Valgrind provides a flag to disable this extra functionality. You can try running valgrind
with the flag --run-libc-freeres=no
, as I do here:
1#include <stdio.h>
2int main(void) {
3 printf("hello ap world\n");
4}
1$ valgrind --leak-check=full --run-libc-freeres=no ./hello
2==1094309== Command: ./hello
3==1094309==
4hello ap world
5==1094309==
6==1094309== HEAP SUMMARY:
7==1094309== in use at exit: 1,024 bytes in 1 blocks
8==1094309== total heap usage: 1 allocs, 0 frees, 1,024 bytes allocated
9==1094309==
10==1094309== LEAK SUMMARY:
11==1094309== definitely lost: 0 bytes in 0 blocks
12==1094309== indirectly lost: 0 bytes in 0 blocks
13==1094309== possibly lost: 0 bytes in 0 blocks
14==1094309== still reachable: 1,024 bytes in 1 blocks
15==1094309== suppressed: 0 bytes in 0 blocks
Look at that! The most basic C program, hello world, actually leaks memory!
It’s not just printf
that leaks memory - many glibc
functions do this internally. As it turns out, when valgrind handles a program exit because of the SIGINT
signal it doesn’t call __libc_freeres
. This is relatively new behavior that changed between semesters of our class, which is why it took us by surprise.

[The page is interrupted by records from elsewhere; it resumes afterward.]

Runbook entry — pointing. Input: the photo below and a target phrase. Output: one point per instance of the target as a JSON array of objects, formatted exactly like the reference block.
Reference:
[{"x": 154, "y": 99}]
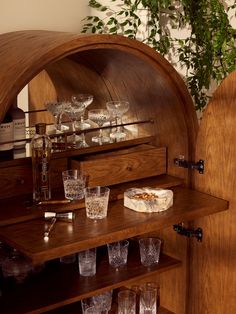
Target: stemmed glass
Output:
[
  {"x": 117, "y": 109},
  {"x": 56, "y": 109},
  {"x": 99, "y": 116},
  {"x": 82, "y": 101},
  {"x": 74, "y": 112}
]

The reasoning is in this bug report: when a program receives a fatal signal, such as one it doesn’t handle like SIGINT, valgrind terminates the program. Before termination, valgrind attempts to call final_tidyup
, which runs __libc_freeres
(and gnu_cxx::__freeres
for C++) to free some memory allocated by glibc
(or libstdc++
). However, if the program gets the fatal signal while inside a critical section within glibc
, it might leave data structures in an inconsistent state, causing __libc_freeres
to crash. This crash makes valgrind itself crash just before producing its error summary, rendering the valgrind
run unusable. Therefore, it’s considered a better policy to avoid running __libc_freeres
on fatal signal termination, as not having some resources cleaned up is expected in such scenarios.
conclusion
So, maybe we shouldn’t really be teaching students that you should always free memory if glibc
isn’t following that same rule. But writing perfectly optimized code isn’t the point of an introductory systems class - that comes later when you know enough to start doing bad things intentionally.